Far from complaining, the general manager of the hotel sees "the opportunity to think differently" and admits "never have had the slightest doubt or regret, in his choice to lead the project." Fortunately for the customers, the rooms enjoy the effects of protection. Some have kept a ceiling height of seven meters, tamed by a mezzanine that offers a spectacular dive through the huge bays on the Rhone. A space tamed by a subtle decoration, high Lyon silk panels and blinded headboards, a bit like the eighteenth century hospices. At the restaurant L'Epona, vast room whose stone of Burgundy, massive and luminous, warms up furniture of white and brown leather, an original lighting recalls the headdresses of the hospitable ones. The hotel saved the monument. And at the heart of this exceptional architecture, the ordinary of a night becomes unforgettable.
In Paris, the past recomposed
Nothing fundamentally lends itself more to renovation than a hotel, built in the second half of the nineteenth century. The generous volumes of the Second Empire, to let crinolines pass, now offer beautiful spaces that correspond to what a luxury clientele is looking for. The Hotel du Louvre, whose silhouette in cutaway garnishes the bottom of the Avenue de l'Opera, in Paris, is among them. Reopened a few weeks ago after months of closure and a grand renovation, operated by the Hyatt group, it shrank from what it was when it opened in 1855 for the World Expo.
It then had 700 rooms and occupied a Haussmannian rectangle drawn, in part, along the Rue de Rivoli, which is now the Louvre des Antiquaires. In 1888, he moved to his current location and now has 164 rooms. Despite this prestigious past, the hotel is not classified as a historical monument. But it is included in a protection zone, made compulsory by the presence of neighbors who weigh heavily in the collective aesthetic, the Palais Royal and the Louvre Museum. Her executive director, Fanny Guitauret, was passionate about the place: "We spent whole days with the family at the National Archives and weekends to reconstruct the history of the hotel," she explains. highlighting some discoveries: "We learned that Jules Verne stayed here every time he was going to file a new manuscript to his publisher." A conscience that guided the restoration, to which the New York decorator George Wong brought a particular touch , in strict respect of the places.

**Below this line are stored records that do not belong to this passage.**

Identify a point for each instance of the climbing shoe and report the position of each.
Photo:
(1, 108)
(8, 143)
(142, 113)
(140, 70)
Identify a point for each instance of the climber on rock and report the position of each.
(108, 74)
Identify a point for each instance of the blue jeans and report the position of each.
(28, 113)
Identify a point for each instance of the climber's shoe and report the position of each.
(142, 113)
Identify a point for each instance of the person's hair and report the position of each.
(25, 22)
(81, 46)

Among the finds, a canopy of beauty, which illuminates the Officine du Louvre, a bar club refreshed with succulents. The lanterns of the lobby, reissued identically, as the openwork staircase suspended in the decor, give a singular charm to this place full of light and life. One finds there this cosmopolitan abundance which was to be his under the century of Napoleon III. A setting awakened by Emmanuel Pierre's charming collages, the hotel's color code, features scenes dear to Baron Haussmann's Paris. On the floors served by wide corridors, the vast and luminous rooms offer a perspective on the rue Saint-Honoré, the rue de Rivoli and the Avenue de l'Opera. There is only this type of hotel to offer rooms with views ... on History.
Les Bastides de Gordes, Rue de la Combe 84220 Gordes, France. Tel : +33(0)4 90 72 12 12
Intercontinental Lyon-Hôtel-Dieu, 20, quai Jules-Courmont (Lyon IIe). Tarif des chambres hors suite: 295 € à 450 €. Tél.: 04 26 99 23 23.
Hôtel du Louvre, Place André-Malraux (Paris Ier). Tarif des chambres hors suite de 420 € à 700 €. Tél.: 01 73 11 12 34.